Introduction to betaregscale

Overview

The betaregscale package provides maximum-likelihood estimation of beta regression models for responses derived from bounded rating scales. Common examples include pain intensity scales (NRS-11, NRS-21, NRS-101), Likert-type scales, product quality ratings, and any instrument whose response can be mapped to the open interval \((0,1)\).

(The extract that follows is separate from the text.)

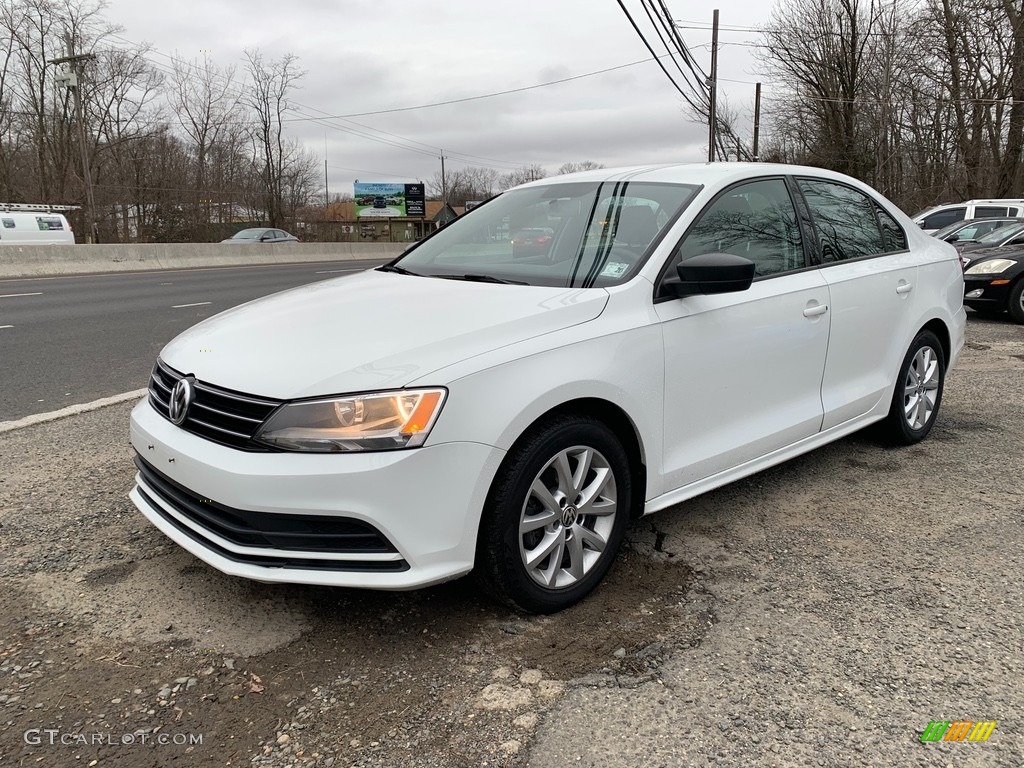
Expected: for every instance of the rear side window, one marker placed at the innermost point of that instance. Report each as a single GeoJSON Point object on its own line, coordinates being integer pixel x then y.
{"type": "Point", "coordinates": [989, 212]}
{"type": "Point", "coordinates": [893, 237]}
{"type": "Point", "coordinates": [943, 218]}
{"type": "Point", "coordinates": [846, 221]}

The key idea is that a discrete score recorded on a bounded scale carries measurement uncertainty inherent to the instrument. For instance, a pain score of \(y=6\) on a 0–10 NRS is not an exact value but rather represents a range: after rescaling to \((0,1)\), the observation is treated as interval-censored in \([0.55,0.65]\). The package uses the beta distribution to model such data, building a complete likelihood that supports mixed censoring types within the same dataset.

Installation

# Development version from GitHub:
# install.packages("remotes")
remotes::install_github("evandeilton/betaregscale")
library(betaregscale)

Censoring types

The complete likelihood supports four censoring types, automatically classified by brs_check():

\(\delta\) Type Likelihood contribution
0 Exact (uncensored) \(f(y_i;a_i,b_i)\)
1 Left-censored (\(y=0\)) \(F(u_i;a_i,b_i)\)
2 Right-censored (\(y=K\)) \(1-F(l_i;a_i,b_i)\)
3 Interval-censored \(F(u_i;a_i,b_i)-F(l_i;a_i,b_i)\)

where \(f(\cdot)\) and \(F(\cdot)\) are the beta density and CDF, \([l_i,u_i]\) are the interval endpoints, and \((a_i,b_i)\) are the beta shape parameters derived from \(\mu_i\) and \(\phi_i\) via the chosen reparameterization.

Interval construction

Scale observations are mapped to \((0,1)\) with midpoint uncertainty intervals:

\[y_t=y/K,\quad\text{interval }[y_t-h/K,y_t+h/K]\]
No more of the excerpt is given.